Test the HTTP to HTTPS redirect:
curl -I http://secure.example.com/
You should see a 301 response with a Location header pointing to https://secure.example.com/.
Windows-Specific Limitations vs Linux NGINX
NGINX on Windows has several important limitations that users coming from Linux should be aware of:
Worker processes: On Linux, NGINX can use multiple worker processes to take advantage of all CPU cores. On Windows, NGINX runs with a single worker process (worker_processes 1) because the Windows implementation uses select() for I/O multiplexing rather than epoll or kqueue. Setting worker_processes auto on Windows may create multiple processes but they all use the single-threaded select() model and will not scale as expected.
Sendfile: As mentioned, sendfile must be disabled on Windows (sendfile off). This means file serving performance will be lower than Linux NGINX because every byte is copied through userspace rather than being transferred directly from the file descriptor to the socket.
Connections per worker: The select() model limits each worker to a maximum of 1024 simultaneous connections (FD_SETSIZE on Windows). Under heavy load, connections will queue or fail. Linux NGINX with epoll supports hundreds of thousands of concurrent connections per worker.

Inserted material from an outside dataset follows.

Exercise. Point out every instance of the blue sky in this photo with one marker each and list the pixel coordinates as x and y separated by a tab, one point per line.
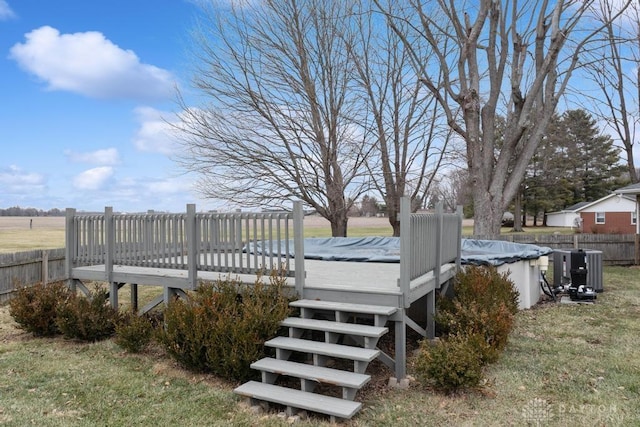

Signals: On Linux, NGINX workers are managed with Unix signals. On Windows, signals are approximated using Windows named pipes and the -s flag to nginx.exe. The behavior is functional but the implementation is different.
Path handling: Windows paths with backslashes must be written with forward slashes in nginx.conf. Drive letters are supported: root C:/websites/site1; is valid NGINX configuration on Windows.
Despite these limitations, NGINX on Windows Server 2022 is a practical choice for development environments, reverse proxy in front of .NET or Node.js applications, and low-to-medium traffic sites where the connection limit of 1024 per worker is not a bottleneck. For high-traffic production workloads on Windows, IIS with the Application Request Routing (ARR) module is the native alternative, or consider running NGINX inside WSL2 (Windows Subsystem for Linux) where it runs the full Linux build without the Windows-specific limitations.